Heidi Norton
Ebersmoore
Ebersmoore
From the office cubicle cactus to the tinselled Christmas tree, houseplants are casual signifiers of comfort and happiness, but they also serve aesthetic and symbolic functions. The use of plants as sculptural material – real plants, not representations – began in the late 1960s, turning the Earthworks movement outside-in, as Marcel Broodthaers adorned his installations with potted ferns and Giovanni Anselmo strapped leaves to stone for their potential to rot. Ecological activism this was not. Today, in an exhibition titled ‘Not to See the Sun’, Heidi Norton continues this strategy with sculptures that incorporate living plants encased in wax, glass and resin. It’s a type of perverse gardening where houseplants can be admired for their spontaneous contours, but, uprooted and painted, are doomed to die for our visual pleasure.
Norton suspends some of the tangles of rhizome and root in air, left to desiccate as their leafy bodies brown and fuzzy in plain sight. The mini-cacti could survive, if watered and sunned, in their wax-splashed glass terrariums, but other sculptures were made to degrade in a rococo play of decoration and mortality. This tension highlights the confused relationship that humans have with nature, like a biologist who must kill something in order to understand how it lives. Norton’s herbariums successfully re-imagine the plant’s organs as readymade collage materials, and ultimately posits an alternative use for the plants, neither healthy nor ornamental. When integrated into compositions with mirror shards, melted wax, spray paint, faded books, photographs and other fragments of life, Norton assembles a natural history of the present moment, as if to stop time. Although her objects evoke the primitive technologies of altars, sacrifices and offerings, scatter divination and sacred geometries (as in Mercury and the Perfect Triangle, all works 2011), such quasi-mysticism is quieted by Norton’s museological impulse to collect, display and contemplate.

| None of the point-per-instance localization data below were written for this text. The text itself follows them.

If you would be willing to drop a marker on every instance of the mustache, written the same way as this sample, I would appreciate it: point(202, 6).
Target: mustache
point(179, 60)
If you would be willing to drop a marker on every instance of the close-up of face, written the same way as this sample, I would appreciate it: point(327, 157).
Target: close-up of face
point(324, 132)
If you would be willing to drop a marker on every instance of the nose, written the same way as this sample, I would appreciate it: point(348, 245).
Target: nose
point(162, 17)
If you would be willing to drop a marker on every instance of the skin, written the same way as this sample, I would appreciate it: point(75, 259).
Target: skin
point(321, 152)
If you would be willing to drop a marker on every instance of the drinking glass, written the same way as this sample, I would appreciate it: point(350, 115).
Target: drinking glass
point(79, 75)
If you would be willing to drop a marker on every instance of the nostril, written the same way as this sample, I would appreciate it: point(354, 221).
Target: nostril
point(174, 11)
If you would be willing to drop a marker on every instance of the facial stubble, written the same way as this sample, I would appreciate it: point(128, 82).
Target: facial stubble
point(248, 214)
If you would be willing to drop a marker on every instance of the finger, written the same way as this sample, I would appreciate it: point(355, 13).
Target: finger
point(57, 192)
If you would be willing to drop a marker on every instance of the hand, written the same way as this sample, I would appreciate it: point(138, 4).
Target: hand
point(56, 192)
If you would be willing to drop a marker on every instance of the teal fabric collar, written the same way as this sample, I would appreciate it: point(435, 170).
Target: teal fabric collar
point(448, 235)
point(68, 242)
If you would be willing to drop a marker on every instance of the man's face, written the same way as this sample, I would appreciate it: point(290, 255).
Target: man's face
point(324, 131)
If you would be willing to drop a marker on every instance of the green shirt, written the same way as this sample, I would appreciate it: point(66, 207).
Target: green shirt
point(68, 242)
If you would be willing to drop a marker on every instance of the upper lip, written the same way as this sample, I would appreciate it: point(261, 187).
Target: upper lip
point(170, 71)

In 1982, Joseph Beuys planted 7,000 oak trees as a botanical art installation, part of the artist’s Energy Plan for the Western Man. ‘Enough with the invisible powers already,’ is Norton’s response to his bio-cultural project, written in one of the altered books stuffed with pressed plants and marginalia in After the Fires of a Little Sun, a collaboration with writer Karsten Lund. The critique of Beuys reveals Norton’s relative position among her precedents – as a symbolist, not an environmentalist.
‘Not to See the Sun’ was presented on the cusp of winter and spring in Chicago, whose city motto is ‘Urbs in Horto’ – or city in a garden – although its plants hibernate longer than they bloom. Plants in domestic collections and Chicago’s few winter gardens hold vigil during the extended Midwestern winter, shuttering the city beneath an indifferent glass bell-jar, as if to suspend entropy. Norton’s fossilized plants and the visceral wax puddles are like silver-gelatin snapshots of the deceased, revived but frozen in time.